Charlie Hebdo fait donc le travail que n’ose faire aucun autre journal : mettre un coup de pieds dans la fourmilière endormis des penseurs et provoquer la réflexion que l’on ne saurait voir. Pour qu’un jour ces attentats ne se reproduisent plus, au lieu que les victimes s’amoncellent. Et cela dans le respect des individus. Dans le respect des individus car les croyants ne sont pas leur foi, comme un citoyen n’est pas son pays ou son gouvernement. Reconnaître une différence entre musulmans et islamS, c’est reconnaître leur qualité d’êtres humains avec leurs différences. C’est faire le choix de soutenir les courants progressistes à l’intérieur d’une idéologie, et de ne pas se taire devant la violence, sans aliéner ceux qui sont coincés entre le marteau djihadiste et l’enclume xénophobe de l’extrême-droite.

Musulmans, au contraire de l’insulte, la critique honnête et à visage découvert d’une interprétation extrémiste de l’Islam par Charlie Hebdo est une reconnaissance : celle de l’égalité. L’égalité dans l’humanité et la citoyenneté. Nous sommes tous des citoyens Français et nous devons construire un avenir ensemble. Cela passe par le débat et la discussion. L’extrême-droite ne veut même pas dialoguer avec "vous", simplement pour ce que "vous" représentez à ses yeux, que "vous" soyez l’étranger, ou l’adepte d’une croyance qu’elle ne reconnaît pas. "Vous" êtes votre croyance, "vous" êtes vos origines, et celles-ci sont étrangères.
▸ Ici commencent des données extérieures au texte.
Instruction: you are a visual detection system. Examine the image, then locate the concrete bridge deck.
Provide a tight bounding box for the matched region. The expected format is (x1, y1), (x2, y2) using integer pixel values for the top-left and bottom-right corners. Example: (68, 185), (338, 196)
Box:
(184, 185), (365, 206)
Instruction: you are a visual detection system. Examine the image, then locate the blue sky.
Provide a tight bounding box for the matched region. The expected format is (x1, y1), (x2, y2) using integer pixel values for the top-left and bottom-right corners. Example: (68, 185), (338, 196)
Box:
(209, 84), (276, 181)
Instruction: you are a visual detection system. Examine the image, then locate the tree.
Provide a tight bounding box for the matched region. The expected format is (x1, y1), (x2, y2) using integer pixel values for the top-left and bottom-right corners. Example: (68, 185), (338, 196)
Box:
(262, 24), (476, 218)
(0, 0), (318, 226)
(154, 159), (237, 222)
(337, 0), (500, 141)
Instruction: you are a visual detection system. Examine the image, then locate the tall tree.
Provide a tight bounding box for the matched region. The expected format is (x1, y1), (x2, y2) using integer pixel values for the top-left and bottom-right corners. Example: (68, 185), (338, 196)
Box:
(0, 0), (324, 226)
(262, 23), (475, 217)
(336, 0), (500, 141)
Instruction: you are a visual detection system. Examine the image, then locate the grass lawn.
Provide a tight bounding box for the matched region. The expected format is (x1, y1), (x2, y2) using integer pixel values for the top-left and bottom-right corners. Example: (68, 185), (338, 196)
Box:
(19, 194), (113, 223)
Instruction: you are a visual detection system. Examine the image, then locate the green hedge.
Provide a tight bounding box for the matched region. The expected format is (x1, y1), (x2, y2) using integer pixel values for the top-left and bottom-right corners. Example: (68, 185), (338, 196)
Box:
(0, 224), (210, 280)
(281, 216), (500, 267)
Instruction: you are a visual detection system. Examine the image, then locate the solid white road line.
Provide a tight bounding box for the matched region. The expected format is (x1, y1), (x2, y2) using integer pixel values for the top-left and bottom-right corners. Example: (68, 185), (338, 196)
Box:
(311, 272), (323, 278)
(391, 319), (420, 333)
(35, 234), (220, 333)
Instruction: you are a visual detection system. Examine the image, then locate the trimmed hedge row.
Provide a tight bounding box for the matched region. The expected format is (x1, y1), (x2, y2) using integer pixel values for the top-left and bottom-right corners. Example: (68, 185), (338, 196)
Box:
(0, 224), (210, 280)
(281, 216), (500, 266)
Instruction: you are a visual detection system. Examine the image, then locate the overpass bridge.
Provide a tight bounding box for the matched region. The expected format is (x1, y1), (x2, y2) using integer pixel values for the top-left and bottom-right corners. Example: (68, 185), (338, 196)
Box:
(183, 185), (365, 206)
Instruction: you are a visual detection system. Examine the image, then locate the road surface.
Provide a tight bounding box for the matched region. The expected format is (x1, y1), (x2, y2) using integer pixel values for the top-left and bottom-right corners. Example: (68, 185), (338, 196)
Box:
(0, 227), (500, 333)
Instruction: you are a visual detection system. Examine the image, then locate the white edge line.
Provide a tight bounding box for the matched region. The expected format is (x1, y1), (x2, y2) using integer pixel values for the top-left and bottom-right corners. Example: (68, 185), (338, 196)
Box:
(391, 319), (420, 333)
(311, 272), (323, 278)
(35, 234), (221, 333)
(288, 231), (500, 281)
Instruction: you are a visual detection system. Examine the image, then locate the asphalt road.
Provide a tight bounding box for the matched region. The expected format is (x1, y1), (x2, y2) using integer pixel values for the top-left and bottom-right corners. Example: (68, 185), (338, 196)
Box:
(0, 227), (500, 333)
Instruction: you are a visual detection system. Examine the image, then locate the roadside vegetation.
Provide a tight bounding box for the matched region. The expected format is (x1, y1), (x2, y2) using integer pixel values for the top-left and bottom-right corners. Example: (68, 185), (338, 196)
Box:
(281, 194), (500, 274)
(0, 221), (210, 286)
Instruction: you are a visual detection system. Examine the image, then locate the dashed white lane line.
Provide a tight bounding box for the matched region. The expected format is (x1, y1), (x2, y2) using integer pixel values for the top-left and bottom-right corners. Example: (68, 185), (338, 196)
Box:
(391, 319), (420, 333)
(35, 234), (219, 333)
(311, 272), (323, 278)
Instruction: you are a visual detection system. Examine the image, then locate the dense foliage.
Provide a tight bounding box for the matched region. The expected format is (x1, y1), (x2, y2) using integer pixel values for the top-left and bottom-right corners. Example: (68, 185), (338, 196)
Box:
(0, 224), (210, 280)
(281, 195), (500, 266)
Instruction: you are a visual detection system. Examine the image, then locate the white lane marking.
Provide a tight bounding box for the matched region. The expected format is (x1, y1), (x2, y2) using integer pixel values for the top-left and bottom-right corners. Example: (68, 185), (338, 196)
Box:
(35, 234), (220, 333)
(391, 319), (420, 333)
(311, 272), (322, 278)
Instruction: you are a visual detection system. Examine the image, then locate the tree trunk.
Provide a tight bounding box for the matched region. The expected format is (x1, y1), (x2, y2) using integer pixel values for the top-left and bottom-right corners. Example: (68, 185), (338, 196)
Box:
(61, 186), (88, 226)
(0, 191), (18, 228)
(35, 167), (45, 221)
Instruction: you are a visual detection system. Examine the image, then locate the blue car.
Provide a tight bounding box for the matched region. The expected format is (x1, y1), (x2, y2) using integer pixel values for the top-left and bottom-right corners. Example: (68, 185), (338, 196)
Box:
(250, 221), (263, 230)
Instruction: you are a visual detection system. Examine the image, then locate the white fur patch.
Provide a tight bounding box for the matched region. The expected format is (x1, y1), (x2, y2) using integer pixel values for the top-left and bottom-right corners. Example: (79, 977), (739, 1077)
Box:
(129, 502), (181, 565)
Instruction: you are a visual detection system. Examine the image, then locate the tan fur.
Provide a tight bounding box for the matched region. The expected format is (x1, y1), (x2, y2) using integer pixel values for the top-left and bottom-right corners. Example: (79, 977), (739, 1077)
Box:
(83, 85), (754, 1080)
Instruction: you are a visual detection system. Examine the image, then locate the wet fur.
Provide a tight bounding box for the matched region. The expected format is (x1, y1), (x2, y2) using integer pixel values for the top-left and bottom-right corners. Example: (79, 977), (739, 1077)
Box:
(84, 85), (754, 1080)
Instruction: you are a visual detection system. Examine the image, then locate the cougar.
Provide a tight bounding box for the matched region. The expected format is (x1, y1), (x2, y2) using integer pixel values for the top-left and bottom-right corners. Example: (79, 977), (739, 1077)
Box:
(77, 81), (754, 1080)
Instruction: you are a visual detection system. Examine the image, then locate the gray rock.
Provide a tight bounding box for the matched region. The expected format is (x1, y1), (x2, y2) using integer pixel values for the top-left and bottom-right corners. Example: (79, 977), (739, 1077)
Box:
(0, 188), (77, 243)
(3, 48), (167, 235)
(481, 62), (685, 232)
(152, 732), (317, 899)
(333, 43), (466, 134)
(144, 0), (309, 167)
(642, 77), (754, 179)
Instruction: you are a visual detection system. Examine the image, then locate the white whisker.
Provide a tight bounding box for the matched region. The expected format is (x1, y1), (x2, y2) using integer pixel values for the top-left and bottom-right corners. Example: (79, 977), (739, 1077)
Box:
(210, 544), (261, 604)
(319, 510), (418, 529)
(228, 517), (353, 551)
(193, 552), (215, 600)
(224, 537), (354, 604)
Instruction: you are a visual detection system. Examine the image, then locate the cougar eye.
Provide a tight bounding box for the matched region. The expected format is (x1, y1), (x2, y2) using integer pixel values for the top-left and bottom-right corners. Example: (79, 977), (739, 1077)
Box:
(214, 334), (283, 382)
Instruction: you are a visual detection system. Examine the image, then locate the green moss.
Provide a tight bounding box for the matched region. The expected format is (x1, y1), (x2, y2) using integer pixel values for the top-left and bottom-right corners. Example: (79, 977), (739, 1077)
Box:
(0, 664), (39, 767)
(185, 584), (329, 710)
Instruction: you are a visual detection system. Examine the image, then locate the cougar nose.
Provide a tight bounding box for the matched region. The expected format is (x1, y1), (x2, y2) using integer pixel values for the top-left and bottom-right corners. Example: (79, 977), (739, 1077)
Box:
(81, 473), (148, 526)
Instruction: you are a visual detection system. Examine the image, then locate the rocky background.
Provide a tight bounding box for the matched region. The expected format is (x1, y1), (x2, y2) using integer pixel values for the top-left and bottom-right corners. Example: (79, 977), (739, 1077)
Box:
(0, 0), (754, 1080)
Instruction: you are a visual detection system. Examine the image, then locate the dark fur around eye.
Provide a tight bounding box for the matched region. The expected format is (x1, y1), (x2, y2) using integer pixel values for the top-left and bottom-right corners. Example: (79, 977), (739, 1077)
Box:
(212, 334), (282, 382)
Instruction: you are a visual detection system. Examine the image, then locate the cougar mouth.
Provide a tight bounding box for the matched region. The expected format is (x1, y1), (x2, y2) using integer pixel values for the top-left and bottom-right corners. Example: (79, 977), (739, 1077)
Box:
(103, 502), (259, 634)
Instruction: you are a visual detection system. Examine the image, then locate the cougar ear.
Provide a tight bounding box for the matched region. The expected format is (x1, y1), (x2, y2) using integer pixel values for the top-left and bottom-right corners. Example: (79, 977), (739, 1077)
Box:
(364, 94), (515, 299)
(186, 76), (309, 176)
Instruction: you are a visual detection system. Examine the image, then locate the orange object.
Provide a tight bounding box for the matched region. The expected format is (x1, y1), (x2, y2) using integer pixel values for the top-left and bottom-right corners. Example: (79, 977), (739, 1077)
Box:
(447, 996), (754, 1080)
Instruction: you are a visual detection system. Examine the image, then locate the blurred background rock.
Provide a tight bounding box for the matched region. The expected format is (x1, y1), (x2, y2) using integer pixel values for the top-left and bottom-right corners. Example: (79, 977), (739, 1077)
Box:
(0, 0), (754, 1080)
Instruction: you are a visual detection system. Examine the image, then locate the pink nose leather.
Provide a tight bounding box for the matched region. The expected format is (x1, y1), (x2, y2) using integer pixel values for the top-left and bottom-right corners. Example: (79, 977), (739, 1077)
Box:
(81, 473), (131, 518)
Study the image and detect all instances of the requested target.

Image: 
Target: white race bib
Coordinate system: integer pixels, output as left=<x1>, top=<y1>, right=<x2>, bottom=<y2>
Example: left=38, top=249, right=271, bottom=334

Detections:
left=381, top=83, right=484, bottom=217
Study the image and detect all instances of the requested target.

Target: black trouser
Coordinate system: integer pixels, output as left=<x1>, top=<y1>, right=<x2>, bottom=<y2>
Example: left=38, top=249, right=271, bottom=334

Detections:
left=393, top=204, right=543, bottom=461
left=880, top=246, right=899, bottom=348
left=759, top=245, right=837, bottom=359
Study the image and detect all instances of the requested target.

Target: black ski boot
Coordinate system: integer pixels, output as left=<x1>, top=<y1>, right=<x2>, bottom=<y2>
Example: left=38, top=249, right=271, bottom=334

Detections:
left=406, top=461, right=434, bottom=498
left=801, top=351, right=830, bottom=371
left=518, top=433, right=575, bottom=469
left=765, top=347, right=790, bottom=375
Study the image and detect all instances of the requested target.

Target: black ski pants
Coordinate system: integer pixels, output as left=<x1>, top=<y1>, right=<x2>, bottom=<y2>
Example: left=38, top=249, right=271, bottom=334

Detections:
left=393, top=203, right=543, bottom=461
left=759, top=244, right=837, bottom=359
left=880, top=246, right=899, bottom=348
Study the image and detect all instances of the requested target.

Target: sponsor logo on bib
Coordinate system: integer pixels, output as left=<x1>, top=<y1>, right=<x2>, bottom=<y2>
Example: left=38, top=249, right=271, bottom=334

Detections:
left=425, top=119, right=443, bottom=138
Une partie du champ politique feindra de « vous » défendre, faisant de « vous » un groupe compact et homogène, et eux non plus ne feront pas la différence : "il n y’a qu’un seul islam". Bien souvent, ils ne verront en « vous » qu’une « minorité », fragile et envers qui on ne peut tout simplement pas avoir les mêmes exigences qu’envers le reste de la population, faisant preuve d'un racisme inversé. On peut critiquer le christianisme sans broncher, mais l’Islam, non, ne peut souffrir de discussion, car ses croyants, identiques et fragiles, ne peuvent supporter la satire et le dialogue. Charlie Hebdo et ses défenseurs sont bien loin de penser que tous les musulmans sont des terroristes, bien au contraire. Mais pour savoir cela, faudrait-il encore dialoguer.

Ceux qui veulent pourfendre Charlie Hebdo pour sa prétendue "islamophobie" se trompent d'adversaires. Ce ne sont pas les pages de Charlie Hebdo qui tuent des musulmans, des chrétiens, des athées, des homosexuels, en Syrie, en Europe etc. C'est l'islamisme, une idéologie, qui avale mais dont certains parfois s'exfiltrent, qui tue. Pour lutter contre cette idéologie, il faut l'identifier, savoir d'où elle vient, connaître sa nature, pour la contrer. Et pour la contrer, il faut pouvoir la critiquer. On pourrait recommander de la prudence dans ce genre de sujets. Mais parfois, quand le péril est trop grand, pour réveiller la pensée endormie, il faut une dose de provocation. Charlie Hebdo s'en est chargé.